本澤二郎の「日本の風景」(1272)

安倍晋三・屈米派の虚実>
 安倍内閣は、4月12日にTPP交渉参加に向けた日米の事前協議に合意して、新たな不安を列島に撒き散らしている。TPPを推進する財閥とワシントンの意向を、急いで強行処理している。世論の反発を軽視している安倍である。なぜかならば、既に1月から読売のナベツネから開始した、一連の新聞テレビ首脳陣との会食で、協力を要請しているからだろう。これほどの官邸工作も珍しい。屈米派政権のなれの果て、でもある。



 自由主義・リベラルの政治的価値観には、人々への思いやりを重視する。しかし、戦後に否定された国家主義は、国民を犠牲にして国家目的を強行する。ために隣人や隣国と衝突する。それを口実に軍拡政策を推進する。いまどき価値観外交など通用しないのだが。
 21世紀の人類は、差別政策を放棄する人権社会にすることを、暗黙の了解事項にしている。国連は体制の異なる国との連携で成り立っている。国家も人類も皆平等の原則に立っている。他方、国家主義は自己の価値観を優先する。体制の異なる国や人々を警戒する自己礼賛主義である。
 安倍はTPPについて「同じ体制」の経済貿易協定に特段の思いを抱いている。そのために全ての経済ルールが、アメリカの流儀という極端な不合理を受け入れさせられるTPPでもあっても。聖域なき経済ルール・アメリカのためのルール、アメリカのための弱肉強食の論理が貫かれるというのに。
 いずれ日本の誇れる福祉や年金・医療なども破壊されてゆく。差別される医療・医療も金次第という悪しき文化を押し付けられる。被害は農業に限らない。福祉制度も改悪されてゆく。人間の命も金で測定されてゆく。ありとあらゆる場面に、資本・強者のアメリカ論理が貫かれる。

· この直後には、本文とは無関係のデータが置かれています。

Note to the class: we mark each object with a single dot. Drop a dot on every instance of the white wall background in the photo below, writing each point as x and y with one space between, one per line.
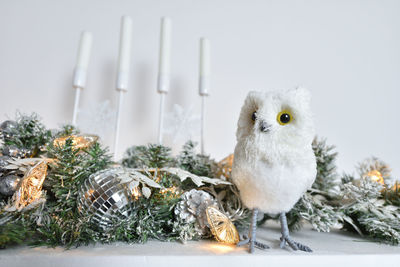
346 52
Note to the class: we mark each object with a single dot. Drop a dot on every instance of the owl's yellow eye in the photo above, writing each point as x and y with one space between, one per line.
284 117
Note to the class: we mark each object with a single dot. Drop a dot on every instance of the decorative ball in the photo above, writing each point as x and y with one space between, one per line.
106 197
15 152
9 184
7 127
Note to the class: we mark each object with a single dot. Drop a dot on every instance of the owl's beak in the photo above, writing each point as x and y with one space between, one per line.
265 127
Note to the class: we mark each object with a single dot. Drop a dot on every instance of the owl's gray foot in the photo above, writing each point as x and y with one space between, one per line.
286 239
252 232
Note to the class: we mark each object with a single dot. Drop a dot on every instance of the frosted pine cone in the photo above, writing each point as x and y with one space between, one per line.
192 209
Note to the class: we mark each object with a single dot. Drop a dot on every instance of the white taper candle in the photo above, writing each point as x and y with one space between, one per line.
164 56
124 60
82 60
204 66
124 56
80 71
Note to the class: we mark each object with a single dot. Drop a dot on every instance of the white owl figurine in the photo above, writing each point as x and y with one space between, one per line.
274 163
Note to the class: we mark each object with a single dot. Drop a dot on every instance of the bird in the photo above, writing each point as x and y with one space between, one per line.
274 163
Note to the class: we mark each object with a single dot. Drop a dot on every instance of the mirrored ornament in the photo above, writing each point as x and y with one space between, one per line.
9 184
106 196
7 128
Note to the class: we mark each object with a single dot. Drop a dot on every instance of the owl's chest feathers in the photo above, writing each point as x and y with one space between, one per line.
272 180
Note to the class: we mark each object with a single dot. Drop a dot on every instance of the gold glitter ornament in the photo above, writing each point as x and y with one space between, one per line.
375 176
31 186
221 226
78 141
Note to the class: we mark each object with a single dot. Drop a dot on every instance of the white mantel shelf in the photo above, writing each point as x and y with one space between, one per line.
330 249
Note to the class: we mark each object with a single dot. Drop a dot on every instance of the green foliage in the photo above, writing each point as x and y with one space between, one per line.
367 213
152 155
327 178
67 130
68 226
30 133
14 233
195 163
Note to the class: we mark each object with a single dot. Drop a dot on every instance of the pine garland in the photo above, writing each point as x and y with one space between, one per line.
353 203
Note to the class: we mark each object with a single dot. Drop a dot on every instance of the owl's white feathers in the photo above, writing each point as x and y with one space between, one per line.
273 169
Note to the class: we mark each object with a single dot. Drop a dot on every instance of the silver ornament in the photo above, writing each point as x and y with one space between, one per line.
9 184
106 197
7 128
192 208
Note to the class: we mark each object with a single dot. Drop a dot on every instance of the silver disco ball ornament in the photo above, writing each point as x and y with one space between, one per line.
106 197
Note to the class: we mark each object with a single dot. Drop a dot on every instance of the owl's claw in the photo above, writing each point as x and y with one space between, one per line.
252 233
293 244
257 244
287 239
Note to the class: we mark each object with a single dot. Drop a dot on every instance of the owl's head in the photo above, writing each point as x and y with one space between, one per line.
277 118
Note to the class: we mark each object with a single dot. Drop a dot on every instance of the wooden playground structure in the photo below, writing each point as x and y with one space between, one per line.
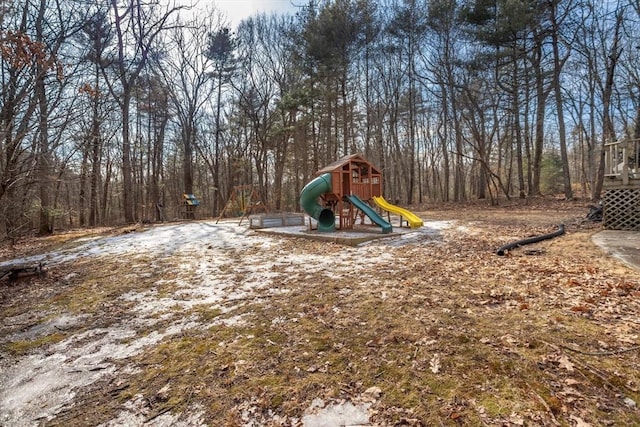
351 176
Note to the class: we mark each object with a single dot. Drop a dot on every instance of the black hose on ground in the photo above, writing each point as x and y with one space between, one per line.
503 249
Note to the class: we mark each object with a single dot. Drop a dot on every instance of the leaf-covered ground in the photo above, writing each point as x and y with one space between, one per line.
236 328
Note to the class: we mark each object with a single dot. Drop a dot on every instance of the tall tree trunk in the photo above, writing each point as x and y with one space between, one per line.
44 158
557 89
608 132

壮大なる格差を生じさせる。
<聖域なきTPP>
 経済力は各国とも異なる。そこへと「聖域なき関税撤廃ルール」へと突き進めば、どんな結果が待っているのか、わかりきっているだろう。現実の自由貿易は、それぞれの国の経済力を認めるという前提でなければ、平等ではない。

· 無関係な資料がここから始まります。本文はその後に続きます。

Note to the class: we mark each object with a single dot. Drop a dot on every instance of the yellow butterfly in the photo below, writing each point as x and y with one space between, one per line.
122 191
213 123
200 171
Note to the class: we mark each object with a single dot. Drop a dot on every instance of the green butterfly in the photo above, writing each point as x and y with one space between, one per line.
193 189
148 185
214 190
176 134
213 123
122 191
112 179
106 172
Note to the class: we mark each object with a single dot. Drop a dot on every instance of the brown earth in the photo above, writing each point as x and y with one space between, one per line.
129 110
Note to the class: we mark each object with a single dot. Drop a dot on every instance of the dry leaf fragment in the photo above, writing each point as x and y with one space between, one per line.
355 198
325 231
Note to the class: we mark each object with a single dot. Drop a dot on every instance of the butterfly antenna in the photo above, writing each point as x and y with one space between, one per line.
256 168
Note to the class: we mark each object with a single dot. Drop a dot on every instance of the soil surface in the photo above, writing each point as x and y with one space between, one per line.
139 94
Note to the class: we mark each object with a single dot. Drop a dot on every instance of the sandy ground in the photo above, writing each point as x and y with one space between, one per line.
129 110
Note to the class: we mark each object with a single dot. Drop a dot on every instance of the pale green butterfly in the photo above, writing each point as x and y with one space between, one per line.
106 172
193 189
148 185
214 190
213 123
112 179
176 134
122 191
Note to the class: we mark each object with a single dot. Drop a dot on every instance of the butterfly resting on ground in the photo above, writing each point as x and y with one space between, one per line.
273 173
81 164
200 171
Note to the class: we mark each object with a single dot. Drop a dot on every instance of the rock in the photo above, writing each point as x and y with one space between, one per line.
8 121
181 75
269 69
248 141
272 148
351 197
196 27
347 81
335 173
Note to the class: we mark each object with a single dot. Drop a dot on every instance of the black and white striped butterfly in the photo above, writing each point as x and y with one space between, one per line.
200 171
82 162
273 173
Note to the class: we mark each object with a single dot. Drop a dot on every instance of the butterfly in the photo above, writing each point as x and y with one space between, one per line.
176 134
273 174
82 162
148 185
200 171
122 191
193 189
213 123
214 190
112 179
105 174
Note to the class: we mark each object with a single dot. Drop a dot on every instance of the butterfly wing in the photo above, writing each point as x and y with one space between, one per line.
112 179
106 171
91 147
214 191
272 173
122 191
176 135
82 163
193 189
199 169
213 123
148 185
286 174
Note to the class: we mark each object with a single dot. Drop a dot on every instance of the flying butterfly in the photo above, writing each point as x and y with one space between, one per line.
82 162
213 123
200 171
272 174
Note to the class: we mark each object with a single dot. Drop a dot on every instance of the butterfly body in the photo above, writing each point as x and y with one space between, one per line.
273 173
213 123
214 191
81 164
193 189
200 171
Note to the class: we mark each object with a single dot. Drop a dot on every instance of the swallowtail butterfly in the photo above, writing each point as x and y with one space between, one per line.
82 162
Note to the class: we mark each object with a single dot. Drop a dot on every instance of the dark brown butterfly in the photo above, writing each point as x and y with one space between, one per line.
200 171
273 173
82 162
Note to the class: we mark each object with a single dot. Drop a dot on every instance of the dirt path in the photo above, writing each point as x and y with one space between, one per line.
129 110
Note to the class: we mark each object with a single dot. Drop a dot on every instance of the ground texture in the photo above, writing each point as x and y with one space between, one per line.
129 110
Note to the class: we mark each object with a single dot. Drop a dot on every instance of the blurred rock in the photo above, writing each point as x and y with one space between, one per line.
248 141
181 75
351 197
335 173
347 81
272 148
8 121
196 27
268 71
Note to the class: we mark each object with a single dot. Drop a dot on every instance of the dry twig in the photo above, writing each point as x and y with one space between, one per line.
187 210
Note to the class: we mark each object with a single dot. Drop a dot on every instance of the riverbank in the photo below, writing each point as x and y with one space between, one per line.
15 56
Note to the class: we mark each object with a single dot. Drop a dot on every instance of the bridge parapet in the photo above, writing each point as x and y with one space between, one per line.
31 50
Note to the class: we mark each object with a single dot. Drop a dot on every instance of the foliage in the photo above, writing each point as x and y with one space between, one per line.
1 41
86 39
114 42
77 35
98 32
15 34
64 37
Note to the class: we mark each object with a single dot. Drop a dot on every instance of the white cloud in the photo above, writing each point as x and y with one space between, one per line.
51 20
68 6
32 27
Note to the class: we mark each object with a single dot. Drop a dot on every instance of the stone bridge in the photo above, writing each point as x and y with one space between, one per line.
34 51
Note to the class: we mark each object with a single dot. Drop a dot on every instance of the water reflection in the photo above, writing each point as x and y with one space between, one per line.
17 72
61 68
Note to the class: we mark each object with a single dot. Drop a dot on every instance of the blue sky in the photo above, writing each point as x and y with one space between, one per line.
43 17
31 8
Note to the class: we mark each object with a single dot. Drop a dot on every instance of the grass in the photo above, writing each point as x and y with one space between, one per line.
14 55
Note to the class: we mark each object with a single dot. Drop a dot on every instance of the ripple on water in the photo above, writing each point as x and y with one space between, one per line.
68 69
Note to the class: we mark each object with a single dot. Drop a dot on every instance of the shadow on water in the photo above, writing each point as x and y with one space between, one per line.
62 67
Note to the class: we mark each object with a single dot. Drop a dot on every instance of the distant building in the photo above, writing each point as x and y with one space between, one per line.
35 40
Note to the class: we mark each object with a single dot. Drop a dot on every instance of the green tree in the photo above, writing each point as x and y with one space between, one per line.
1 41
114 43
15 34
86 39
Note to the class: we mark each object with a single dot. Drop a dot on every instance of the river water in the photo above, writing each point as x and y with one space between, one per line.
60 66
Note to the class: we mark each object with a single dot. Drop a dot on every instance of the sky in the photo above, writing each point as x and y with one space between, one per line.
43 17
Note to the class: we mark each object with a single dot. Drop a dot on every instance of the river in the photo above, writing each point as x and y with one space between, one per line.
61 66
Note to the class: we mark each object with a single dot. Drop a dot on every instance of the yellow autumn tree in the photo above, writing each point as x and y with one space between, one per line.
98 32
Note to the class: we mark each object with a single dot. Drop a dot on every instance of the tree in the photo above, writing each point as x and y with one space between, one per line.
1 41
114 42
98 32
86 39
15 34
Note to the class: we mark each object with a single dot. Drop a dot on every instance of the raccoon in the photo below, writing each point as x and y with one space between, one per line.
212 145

 ワシントンの意向に屈する属国外交の先が、間もなく見えてくるだろう。日本も第2の韓国やメキシコのようになる。そこでは一部の1%のみが生き残ることになろう。
 安倍の屈米外交を見ていると、彼の祖父の岸信介の対応とそっくりである。岸内閣はワシントンの指令通り60年安保を改定して、ワシントンを喜ばせた。沖縄基地の存続を固定化させた。

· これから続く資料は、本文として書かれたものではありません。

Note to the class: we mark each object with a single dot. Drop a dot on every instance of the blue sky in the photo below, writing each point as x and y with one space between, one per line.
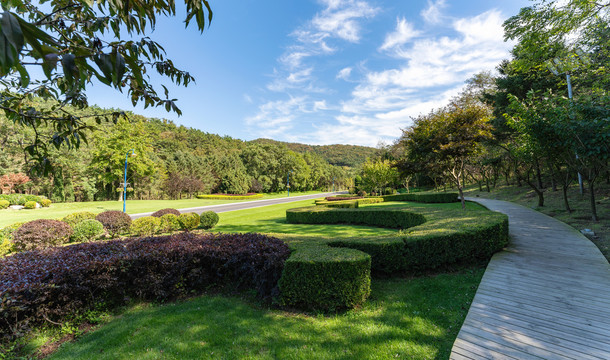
326 71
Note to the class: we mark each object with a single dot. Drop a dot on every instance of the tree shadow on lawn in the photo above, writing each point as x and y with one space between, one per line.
404 318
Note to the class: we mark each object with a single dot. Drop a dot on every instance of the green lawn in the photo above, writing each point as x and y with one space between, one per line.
59 210
408 318
404 318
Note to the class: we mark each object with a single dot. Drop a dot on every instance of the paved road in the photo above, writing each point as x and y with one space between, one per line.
547 296
246 204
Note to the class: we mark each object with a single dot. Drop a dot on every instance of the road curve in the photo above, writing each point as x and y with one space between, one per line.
245 204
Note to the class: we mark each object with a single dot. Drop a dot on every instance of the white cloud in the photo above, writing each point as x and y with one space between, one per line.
433 13
344 73
403 33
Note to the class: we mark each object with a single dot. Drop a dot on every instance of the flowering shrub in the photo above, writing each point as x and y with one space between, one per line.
208 219
59 282
40 234
89 229
114 221
169 223
145 226
188 221
162 212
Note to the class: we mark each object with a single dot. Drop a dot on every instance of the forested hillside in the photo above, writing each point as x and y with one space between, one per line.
170 161
340 155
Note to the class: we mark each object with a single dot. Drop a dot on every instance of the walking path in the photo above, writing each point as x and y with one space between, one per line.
246 204
547 296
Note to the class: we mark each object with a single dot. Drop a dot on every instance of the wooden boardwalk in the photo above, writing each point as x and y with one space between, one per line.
546 297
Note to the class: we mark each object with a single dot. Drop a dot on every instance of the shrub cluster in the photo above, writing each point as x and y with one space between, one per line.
189 221
87 230
114 221
230 197
145 226
162 212
325 278
58 282
398 219
20 199
77 217
40 234
448 197
29 205
208 219
169 223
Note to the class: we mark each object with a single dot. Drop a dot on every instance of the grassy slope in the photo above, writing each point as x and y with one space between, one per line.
60 210
405 318
580 218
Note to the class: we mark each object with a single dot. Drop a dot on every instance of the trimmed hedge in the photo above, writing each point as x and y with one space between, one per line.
60 282
425 197
40 234
398 219
77 217
208 219
230 197
162 212
337 279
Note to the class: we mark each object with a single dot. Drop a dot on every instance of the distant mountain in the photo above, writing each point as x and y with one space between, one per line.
339 155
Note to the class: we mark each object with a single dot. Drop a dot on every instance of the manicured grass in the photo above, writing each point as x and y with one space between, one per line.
59 210
580 218
404 318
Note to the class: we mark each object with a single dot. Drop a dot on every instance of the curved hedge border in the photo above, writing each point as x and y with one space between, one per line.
230 197
448 197
316 276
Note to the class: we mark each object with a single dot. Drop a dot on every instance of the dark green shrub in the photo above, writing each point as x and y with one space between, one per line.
40 234
162 212
145 226
169 223
208 219
45 202
114 221
425 197
323 278
86 230
189 221
398 219
77 217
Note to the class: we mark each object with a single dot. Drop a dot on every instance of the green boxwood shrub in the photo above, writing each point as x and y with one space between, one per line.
208 219
145 226
77 217
398 219
447 197
45 202
114 221
162 212
189 221
323 278
169 223
89 229
40 234
30 205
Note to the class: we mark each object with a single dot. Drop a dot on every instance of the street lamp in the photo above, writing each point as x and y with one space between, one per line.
557 69
288 182
133 153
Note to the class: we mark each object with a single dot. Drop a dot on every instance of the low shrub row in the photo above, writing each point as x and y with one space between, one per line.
448 197
230 197
55 283
390 218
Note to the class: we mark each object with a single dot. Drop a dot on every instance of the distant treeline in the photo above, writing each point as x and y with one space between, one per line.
170 161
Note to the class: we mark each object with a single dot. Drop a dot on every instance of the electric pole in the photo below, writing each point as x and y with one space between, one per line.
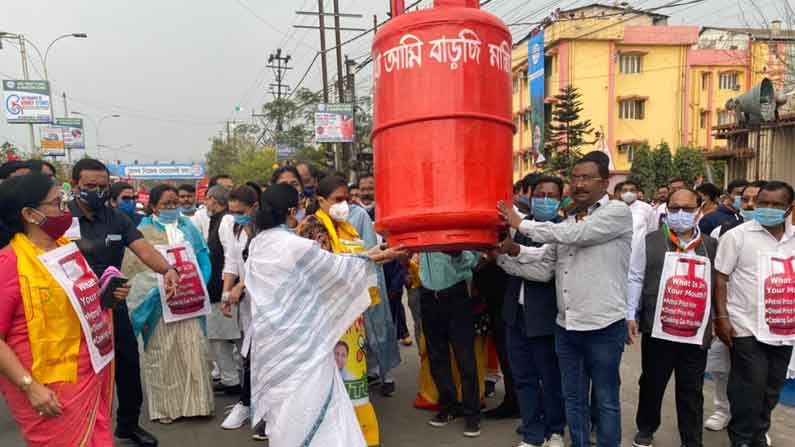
278 64
336 14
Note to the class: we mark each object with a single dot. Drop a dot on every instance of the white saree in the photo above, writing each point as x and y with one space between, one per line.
303 300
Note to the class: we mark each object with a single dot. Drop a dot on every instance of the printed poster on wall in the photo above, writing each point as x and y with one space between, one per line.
537 95
684 300
70 269
776 292
73 137
334 123
191 299
27 102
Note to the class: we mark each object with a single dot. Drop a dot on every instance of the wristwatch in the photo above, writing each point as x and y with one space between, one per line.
25 383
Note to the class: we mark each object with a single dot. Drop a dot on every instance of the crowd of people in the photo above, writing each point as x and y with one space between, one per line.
306 315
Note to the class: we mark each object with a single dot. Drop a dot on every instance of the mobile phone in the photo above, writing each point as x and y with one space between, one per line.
108 301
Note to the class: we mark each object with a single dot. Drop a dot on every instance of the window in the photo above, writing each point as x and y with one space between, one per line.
728 81
632 110
704 118
628 149
705 78
629 63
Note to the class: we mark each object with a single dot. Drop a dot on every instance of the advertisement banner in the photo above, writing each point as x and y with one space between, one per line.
537 95
684 299
52 141
159 172
191 299
73 137
70 269
27 102
334 123
776 315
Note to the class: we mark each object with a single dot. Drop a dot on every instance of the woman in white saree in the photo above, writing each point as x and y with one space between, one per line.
303 300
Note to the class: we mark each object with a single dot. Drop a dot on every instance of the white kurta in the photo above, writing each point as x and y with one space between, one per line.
303 299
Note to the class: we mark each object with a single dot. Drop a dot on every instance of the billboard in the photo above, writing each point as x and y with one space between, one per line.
159 172
537 95
52 143
334 123
26 102
73 136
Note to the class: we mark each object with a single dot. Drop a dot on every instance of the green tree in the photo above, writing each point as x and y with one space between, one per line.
566 134
644 169
663 165
689 164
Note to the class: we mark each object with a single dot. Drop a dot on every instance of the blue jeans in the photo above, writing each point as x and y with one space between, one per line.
537 381
592 357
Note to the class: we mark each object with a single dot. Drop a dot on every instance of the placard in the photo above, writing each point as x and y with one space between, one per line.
191 299
684 300
68 266
776 297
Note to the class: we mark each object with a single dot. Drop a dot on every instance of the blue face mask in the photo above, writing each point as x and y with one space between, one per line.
166 217
770 217
242 219
545 209
127 207
738 203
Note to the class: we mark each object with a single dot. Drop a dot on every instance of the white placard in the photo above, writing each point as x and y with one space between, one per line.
191 299
68 266
776 297
684 300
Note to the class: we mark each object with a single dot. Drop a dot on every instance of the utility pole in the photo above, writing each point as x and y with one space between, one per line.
338 161
279 69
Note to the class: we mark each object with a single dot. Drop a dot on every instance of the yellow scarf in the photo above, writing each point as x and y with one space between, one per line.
345 239
53 327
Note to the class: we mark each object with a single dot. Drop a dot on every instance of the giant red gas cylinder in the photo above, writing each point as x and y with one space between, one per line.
442 126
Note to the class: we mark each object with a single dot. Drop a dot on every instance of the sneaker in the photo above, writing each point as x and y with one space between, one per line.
472 429
388 389
259 432
717 422
443 418
491 388
643 440
556 440
237 417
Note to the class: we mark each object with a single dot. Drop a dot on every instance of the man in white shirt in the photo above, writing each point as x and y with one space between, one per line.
758 365
588 255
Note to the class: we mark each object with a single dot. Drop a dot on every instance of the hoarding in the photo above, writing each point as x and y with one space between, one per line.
52 143
334 123
73 136
159 172
26 102
537 95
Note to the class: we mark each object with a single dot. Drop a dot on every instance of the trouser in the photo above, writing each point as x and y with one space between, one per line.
399 316
224 354
659 360
499 335
447 321
757 376
592 357
536 376
127 370
416 313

 他方で、台湾政府と癒着する価値観外交を踏襲した。北京との対立・対決に突き進んだ。そうして改憲・軍拡政策を推進した、正に戦前の国家主義路線を復活させた。
 学生から市民・労働者を巻き込んだ60年安保騒動は、戦前回帰への反発だった。民意による抵抗運動で岸内閣を打倒したものである。安倍は岸復権に突進しているのである。
 さすがに北海道と沖縄で反発の火の手が挙がっている。これが燎原之火のように全国に広がるかどうか。日本のジャーナリズムの行方とも絡んでいる。地方新聞に影響を与える共同通信の報道も関係する。
 沖縄タイムズなどの地元新聞には、ジャーナリズムが生きているが、それゆえに官邸は、懐柔するための工作を推進しているのだが、まさか沖縄マスコミが金に屈するわけはないだろう。
<TPPは100年の計?>
 安倍に限らないが、政治家や政党は嘘をつく。平然と嘘がつける人種である。与野党を問わないが、政権担当の政党・政治家ほど、その嘘は大きい。民主党の野田内閣はそれゆえに葬られてしまったのだが、しかし10%消費税は生き残ってしまった。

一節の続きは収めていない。